Update: One commenter takes exception to the claim that this regulation would apply to the Cessna Citation 525-A as the city of Santa Monica and the Airport would likely have put sensors in different areas than the FAA for the testing done in the chart I list to.  While I somehow doubt the city would choose a method that has a lower DbA than the FAA, it’s worth mentioning that we can’t be 100% certain the Cessna Citation 525-A would have been banned.

The proposal from the city from the last decade would have left the runway just over 4500 feet long, a Cessna Citation 525-A only requires 3,360 feet for takeoff. I regret this error.

 

 

Between 2000 and 2002, the City Council and city staff studied and established a plan for the airport that created a graded separation zone between the runway and the nearby residential areas. Almost every airport that allows jets to use the airport has at least this buffer. However, creating the zone would have required truncating the runway which would have made the landing of “Type C and D” aircraft impossible. The Cessna Citation 525-A is a Type C aircraft.

Update: It turns out the Cessna Citation 525-A is a “Type B” aircraft, as the law applies to  the approach category and not the ICAO Type Designator. My apologies for getting this incorrect.

The FAA issued an order overturning the city ordinance, in part because the city’s liability in crashes should be limited because it can prove that Type C and B aircrafts can safely land at the airport. The city appeals the FAA’s determination but the courts bizarrely rules that the FAA makes the final rulings on matters concerning airport safety.

On July 1, 2015 a lease agreement between the City and the federal government expires for the “Quit Claim” property that covers the western end of the airport and 2000 feet of the runway. An advocacy coalition known as Airport2Park is urging the city to close Quit Claim and turn the area to open space. The idea is popular with city residents.

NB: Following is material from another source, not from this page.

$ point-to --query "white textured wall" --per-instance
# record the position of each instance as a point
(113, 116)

However, there is a catch. Airport supporters point to a 1994 grant agreement between the federal government and city that may require the city to operate the airport as it is until 2023. The city believes the agreement requires the operation only until 2014.

If the city moves forward with Airport2Park’s plan, a lawsuit will doubtless occur. What role the FAA takes in the procedures, litigant or spectator, may go a long way to determine whether or not the lawsuit is successful or if the city can find other, less destructive, uses for the property.

With two high-profile crashes occurring in just over two years, an August 2011 crash where a plane literally landed in someone’s front lawn made national headlines as well, one has to wonder when the FAA is going to decide that enough is enough.